57 58 213.0 0.747368 1.296143 0.771094 0.979146
58 59 79.0 0.731481 3.173540 0.300766 0.642316
59 60 88.0 0.800000 4.021193 0.238521 0.529669
60 61 52.0 0.693333 2.839825 0.322190 0.693668
61 62 48.0 0.705882 4.417297 0.213334 0.551512

62 rows × 6 columns

And describe gives us basic statistics like max, mean, min and std of each feature:

df_selection.describe()
label area extent aspect_ratio roundness circularity
count 62.000000 62.000000 62.000000 62.000000 62.000000 62.000000
mean 31.500000 355.370968 0.761363 1.637991 0.692418 0.894101
std 18.041619 211.367385 0.065208 0.794366 0.210973 0.183024
min 1.000000 7.000000 0.541102 1.048053 0.213334 0.529669
25% 16.250000 194.750000 0.744329 1.168451 0.538616 0.805774
50% 31.500000 366.000000 0.781076 1.316003 0.757485 0.925560
75% 46.750000 500.750000 0.799519 1.769976 0.851463 0.966037
max 62.000000 896.000000 0.870370 4.417297 0.974824 1.886542

If we’re interested in specific descriptive statistics, we can derive them directly from the columns.

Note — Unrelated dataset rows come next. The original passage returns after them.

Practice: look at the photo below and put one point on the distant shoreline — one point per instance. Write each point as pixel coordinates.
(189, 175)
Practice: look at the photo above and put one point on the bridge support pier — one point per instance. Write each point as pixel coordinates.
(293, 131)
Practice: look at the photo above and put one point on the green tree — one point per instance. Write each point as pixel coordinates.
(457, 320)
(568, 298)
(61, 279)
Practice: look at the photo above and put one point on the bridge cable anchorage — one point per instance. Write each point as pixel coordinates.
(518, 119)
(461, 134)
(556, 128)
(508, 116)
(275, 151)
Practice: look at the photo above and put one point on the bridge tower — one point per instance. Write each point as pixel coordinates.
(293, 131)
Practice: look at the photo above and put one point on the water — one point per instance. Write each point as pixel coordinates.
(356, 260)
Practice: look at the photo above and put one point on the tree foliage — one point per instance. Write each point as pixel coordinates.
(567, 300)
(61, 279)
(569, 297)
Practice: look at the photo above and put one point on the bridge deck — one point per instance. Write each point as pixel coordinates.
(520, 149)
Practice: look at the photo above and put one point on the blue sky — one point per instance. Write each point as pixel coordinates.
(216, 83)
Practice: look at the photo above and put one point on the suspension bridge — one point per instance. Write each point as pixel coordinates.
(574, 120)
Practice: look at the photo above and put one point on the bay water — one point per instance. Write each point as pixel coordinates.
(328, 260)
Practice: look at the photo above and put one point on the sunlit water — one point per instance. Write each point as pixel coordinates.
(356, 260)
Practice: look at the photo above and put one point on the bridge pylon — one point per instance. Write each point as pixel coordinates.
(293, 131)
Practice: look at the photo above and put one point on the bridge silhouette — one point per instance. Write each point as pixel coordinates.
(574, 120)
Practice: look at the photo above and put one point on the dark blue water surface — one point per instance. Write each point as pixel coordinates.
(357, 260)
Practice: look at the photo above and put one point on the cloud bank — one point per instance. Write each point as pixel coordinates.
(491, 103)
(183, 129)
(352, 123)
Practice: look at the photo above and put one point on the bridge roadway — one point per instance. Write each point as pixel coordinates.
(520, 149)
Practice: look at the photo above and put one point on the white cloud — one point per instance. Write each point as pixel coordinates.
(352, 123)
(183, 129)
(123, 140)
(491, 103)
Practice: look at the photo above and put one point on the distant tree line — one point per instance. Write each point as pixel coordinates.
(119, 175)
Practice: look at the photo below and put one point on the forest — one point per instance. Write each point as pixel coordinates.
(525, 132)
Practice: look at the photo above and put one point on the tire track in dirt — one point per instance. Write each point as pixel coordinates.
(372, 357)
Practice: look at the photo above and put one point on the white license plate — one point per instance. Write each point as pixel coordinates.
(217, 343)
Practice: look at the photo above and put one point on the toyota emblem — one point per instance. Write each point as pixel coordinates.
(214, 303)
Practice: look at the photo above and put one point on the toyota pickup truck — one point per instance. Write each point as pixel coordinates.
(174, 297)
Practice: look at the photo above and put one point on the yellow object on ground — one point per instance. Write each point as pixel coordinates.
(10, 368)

df_selection['area'].mean()
355.3709677419355

Exercises#

Make a table with only area, mean_intensity, standard_deviation_intensity and label.

How many object are in the dataframe?

How large is the largest object?

What is the mean intensity of the brightest object?

What are mean and standard deviation intensity of the image?